Während der Pandemie wurden laut der Studie vor allem politische Handlungsaufrufe getätigt worden, seit Anfang 2022 steigen monetäre Aktionen rasant an und übertrafen im vorigen Sommer ebenfalls den Höchstwert der Aufrufe zur politischen Teilnahme während der Pandemie.
Die meisten monetären Aufrufe entfallen auf Spenden (53.000 Nachrichten), meist in der Form von Signaturen, mit denen das Gefühl vermittelt werde, man könne "von der Couch aus Teil des Widerstands gegen eine globale Verschwörung oder ein illegitimes System sein", so Lippe.
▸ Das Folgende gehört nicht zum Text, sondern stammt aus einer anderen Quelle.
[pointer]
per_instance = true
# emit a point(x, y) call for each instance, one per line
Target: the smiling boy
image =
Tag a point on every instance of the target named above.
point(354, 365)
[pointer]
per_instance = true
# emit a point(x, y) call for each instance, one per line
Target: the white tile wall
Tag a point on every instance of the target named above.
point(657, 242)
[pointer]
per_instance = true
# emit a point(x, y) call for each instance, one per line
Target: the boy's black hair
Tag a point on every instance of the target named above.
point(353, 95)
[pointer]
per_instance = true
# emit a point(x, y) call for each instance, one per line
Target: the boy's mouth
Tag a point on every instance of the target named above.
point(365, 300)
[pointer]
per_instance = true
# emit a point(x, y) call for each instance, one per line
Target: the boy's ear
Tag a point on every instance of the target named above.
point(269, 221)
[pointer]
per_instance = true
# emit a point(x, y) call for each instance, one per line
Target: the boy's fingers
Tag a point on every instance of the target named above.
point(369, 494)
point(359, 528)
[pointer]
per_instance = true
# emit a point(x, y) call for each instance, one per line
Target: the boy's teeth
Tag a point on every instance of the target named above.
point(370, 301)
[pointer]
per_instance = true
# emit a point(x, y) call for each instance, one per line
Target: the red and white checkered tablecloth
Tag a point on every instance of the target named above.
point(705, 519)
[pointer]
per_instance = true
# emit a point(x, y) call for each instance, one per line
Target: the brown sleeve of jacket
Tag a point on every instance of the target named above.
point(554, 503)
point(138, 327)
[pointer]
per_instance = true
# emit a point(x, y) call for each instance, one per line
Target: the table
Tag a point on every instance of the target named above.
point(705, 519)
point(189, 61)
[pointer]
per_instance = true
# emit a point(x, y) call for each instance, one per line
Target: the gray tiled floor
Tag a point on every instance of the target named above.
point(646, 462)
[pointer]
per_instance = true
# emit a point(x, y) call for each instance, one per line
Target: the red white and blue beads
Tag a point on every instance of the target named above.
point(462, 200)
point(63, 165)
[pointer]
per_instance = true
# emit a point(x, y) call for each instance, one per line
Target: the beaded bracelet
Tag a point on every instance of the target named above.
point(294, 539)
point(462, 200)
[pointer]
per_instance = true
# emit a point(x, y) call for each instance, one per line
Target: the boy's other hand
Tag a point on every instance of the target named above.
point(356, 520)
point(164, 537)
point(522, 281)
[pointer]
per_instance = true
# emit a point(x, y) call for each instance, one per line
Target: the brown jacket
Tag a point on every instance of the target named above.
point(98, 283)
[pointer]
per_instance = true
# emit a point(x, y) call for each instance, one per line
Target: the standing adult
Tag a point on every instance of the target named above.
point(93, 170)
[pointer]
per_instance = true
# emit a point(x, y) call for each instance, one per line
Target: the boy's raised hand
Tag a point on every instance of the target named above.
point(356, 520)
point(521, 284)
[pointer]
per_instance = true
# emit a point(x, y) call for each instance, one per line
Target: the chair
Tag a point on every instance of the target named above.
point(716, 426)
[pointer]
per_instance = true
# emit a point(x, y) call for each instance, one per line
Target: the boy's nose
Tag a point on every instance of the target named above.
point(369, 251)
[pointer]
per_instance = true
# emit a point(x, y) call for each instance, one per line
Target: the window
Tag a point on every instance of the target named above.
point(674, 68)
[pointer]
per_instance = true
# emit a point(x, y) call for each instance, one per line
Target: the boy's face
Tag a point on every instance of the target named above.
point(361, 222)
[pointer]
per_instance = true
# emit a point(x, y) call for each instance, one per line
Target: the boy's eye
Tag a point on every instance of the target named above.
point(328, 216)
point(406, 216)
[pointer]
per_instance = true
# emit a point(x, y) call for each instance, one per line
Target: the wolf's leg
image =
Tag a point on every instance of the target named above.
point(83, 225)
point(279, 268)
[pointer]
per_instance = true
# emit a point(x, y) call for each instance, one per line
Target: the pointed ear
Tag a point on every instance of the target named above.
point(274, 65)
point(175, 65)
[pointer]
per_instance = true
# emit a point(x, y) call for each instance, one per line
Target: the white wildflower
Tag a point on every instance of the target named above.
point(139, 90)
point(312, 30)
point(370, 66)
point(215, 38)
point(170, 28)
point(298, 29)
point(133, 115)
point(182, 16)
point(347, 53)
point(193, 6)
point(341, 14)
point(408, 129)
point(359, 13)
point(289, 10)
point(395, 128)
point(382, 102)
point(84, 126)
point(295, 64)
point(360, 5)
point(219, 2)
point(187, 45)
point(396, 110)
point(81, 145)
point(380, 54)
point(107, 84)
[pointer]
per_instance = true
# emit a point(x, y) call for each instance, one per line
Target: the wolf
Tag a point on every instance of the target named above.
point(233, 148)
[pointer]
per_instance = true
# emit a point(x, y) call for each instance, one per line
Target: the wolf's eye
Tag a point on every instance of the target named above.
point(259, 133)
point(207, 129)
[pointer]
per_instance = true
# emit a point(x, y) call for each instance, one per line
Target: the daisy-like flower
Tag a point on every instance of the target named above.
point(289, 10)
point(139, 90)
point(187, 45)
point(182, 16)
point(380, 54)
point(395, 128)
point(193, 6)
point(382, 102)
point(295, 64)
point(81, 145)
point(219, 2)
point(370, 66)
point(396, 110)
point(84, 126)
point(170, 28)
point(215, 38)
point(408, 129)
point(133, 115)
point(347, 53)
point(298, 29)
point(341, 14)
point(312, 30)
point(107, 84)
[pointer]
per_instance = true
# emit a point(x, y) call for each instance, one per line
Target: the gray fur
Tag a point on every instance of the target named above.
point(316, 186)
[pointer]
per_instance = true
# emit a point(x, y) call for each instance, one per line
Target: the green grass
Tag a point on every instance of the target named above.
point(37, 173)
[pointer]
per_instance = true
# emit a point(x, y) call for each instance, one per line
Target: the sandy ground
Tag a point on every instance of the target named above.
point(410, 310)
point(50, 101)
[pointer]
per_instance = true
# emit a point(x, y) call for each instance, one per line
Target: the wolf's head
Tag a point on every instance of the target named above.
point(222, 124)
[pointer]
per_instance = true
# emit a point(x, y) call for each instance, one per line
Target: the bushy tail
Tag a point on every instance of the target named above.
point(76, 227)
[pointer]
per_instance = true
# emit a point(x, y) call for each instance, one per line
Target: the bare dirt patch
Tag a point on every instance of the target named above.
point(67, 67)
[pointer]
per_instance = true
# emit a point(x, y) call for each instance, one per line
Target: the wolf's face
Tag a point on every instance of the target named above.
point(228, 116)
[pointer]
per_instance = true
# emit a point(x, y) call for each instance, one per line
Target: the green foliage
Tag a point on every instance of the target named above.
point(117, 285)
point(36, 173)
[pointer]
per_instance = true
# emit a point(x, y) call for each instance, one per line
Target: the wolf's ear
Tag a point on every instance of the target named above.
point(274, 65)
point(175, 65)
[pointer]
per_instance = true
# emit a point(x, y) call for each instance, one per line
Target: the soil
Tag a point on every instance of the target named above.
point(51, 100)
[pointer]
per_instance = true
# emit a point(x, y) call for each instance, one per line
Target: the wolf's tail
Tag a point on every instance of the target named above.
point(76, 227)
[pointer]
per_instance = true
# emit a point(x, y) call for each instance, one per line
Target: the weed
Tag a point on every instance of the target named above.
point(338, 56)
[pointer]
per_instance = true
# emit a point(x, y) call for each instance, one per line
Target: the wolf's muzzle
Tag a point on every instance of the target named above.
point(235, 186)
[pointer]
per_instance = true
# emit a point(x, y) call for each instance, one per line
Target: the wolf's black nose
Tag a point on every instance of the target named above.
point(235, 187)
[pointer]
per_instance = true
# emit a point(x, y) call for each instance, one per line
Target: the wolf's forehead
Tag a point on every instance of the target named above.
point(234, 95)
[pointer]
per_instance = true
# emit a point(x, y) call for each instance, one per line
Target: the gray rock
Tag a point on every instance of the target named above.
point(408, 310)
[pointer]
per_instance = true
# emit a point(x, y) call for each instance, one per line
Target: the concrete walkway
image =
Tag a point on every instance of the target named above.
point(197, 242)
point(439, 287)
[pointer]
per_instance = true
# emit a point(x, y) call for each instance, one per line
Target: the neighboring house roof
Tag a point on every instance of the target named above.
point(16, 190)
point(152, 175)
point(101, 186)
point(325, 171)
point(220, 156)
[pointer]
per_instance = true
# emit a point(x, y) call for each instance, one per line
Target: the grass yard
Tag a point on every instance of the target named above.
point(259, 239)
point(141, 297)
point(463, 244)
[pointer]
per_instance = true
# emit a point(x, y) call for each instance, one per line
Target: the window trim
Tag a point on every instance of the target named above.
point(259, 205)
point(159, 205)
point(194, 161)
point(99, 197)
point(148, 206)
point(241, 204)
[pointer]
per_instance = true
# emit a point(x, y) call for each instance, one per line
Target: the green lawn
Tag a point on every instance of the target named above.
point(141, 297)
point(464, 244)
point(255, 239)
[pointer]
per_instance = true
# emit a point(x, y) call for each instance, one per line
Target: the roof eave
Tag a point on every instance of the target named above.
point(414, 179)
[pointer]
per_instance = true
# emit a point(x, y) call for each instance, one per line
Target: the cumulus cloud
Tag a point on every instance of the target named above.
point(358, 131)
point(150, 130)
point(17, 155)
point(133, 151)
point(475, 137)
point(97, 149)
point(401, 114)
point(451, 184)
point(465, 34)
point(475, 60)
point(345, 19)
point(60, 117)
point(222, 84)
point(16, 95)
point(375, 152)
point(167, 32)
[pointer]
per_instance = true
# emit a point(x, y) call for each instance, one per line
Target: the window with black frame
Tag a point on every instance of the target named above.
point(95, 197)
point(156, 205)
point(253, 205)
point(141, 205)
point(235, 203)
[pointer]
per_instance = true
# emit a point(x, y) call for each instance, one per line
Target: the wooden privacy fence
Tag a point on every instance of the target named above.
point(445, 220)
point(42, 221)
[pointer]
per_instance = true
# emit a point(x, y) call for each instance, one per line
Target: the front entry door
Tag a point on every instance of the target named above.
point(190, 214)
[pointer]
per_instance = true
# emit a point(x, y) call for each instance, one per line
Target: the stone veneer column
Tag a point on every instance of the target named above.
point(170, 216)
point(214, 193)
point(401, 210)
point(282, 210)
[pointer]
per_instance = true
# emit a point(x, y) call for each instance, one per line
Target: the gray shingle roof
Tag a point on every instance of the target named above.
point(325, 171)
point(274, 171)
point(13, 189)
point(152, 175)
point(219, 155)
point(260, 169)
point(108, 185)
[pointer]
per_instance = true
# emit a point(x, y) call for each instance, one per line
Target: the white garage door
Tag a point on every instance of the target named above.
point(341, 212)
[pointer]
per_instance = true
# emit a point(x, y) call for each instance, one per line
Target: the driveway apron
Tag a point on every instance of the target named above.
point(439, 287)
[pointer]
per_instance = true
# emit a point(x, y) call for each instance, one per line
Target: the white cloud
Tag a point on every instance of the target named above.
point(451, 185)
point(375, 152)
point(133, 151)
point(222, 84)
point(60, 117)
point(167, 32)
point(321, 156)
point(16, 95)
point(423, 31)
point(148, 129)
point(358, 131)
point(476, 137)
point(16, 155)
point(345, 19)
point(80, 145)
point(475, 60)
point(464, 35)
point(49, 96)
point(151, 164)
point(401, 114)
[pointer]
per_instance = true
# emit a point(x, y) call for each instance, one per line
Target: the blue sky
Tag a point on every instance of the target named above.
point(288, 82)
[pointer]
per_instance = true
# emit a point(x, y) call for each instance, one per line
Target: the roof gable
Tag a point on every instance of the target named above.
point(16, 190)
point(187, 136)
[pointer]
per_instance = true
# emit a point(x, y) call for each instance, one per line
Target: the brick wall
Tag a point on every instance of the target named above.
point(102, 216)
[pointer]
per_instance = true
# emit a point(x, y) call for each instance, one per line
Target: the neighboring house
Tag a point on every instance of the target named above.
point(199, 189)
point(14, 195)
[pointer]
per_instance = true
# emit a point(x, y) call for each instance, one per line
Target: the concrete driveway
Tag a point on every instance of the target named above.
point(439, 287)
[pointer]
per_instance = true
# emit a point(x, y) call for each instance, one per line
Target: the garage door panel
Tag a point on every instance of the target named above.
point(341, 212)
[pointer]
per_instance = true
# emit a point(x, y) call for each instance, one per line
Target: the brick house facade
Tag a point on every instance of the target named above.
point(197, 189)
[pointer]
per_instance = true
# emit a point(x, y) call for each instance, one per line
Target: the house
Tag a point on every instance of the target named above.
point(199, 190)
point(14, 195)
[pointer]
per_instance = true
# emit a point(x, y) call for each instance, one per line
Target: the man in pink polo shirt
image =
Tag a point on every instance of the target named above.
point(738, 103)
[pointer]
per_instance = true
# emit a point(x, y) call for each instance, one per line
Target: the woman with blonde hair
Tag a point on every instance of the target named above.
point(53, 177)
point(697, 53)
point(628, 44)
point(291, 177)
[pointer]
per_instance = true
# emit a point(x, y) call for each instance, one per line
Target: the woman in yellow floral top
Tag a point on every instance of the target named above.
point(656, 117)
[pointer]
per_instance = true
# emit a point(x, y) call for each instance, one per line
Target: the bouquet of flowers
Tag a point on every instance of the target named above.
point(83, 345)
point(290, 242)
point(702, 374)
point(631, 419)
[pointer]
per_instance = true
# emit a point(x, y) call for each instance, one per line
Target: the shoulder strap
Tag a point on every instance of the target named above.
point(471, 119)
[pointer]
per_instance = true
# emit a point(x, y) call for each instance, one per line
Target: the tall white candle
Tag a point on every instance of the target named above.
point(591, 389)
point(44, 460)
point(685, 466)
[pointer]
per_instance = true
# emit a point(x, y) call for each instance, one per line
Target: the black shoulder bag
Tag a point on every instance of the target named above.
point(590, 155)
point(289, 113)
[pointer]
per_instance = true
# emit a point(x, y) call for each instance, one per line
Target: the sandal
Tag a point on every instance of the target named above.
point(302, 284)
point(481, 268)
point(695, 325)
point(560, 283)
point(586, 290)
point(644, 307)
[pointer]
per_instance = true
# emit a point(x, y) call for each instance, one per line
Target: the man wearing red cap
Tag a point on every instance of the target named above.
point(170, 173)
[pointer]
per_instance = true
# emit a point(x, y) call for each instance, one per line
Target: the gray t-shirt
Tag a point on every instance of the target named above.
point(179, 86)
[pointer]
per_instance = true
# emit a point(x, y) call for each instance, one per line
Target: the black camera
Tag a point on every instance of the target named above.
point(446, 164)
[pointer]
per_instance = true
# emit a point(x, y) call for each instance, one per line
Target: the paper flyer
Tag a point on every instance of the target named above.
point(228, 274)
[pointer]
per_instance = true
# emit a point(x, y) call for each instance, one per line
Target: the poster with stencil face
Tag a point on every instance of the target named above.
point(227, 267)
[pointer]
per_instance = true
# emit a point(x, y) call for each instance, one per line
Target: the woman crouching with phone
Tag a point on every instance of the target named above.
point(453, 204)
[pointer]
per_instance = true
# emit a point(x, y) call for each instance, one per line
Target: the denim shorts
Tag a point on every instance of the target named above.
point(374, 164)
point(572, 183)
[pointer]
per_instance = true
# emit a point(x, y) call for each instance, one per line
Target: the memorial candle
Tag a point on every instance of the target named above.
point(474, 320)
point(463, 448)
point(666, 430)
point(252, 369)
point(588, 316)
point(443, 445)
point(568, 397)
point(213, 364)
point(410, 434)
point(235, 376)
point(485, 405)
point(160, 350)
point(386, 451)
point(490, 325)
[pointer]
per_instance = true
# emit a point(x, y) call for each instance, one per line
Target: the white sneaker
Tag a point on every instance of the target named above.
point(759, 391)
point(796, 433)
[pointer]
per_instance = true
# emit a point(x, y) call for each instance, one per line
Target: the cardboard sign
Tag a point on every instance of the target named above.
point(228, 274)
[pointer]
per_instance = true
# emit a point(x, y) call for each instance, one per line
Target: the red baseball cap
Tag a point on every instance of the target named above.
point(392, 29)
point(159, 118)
Auch Veranstaltungen werden weiterhin beworben (rund 30.000 Nachrichten), sowohl politische Versammlungen als auch kostenpflichtige Seminare, Coachings oder Konferenzen.
Krisen werden "herbeigeschrieben", dann Produkte angeboten
Knapp hinter den Events stehen aber bereits Produktbewerbungen (etwas über 27.000 Nachrichten). Überwiegend handelt es sich dabei um Bücher, "in denen der Weltuntergang herbei beschworen wird", erklärte Lippe. "Erst wird Angst erzeugt, dann wird ein konsumierbarer Lösungsansatz angeboten", fasst er zusammen.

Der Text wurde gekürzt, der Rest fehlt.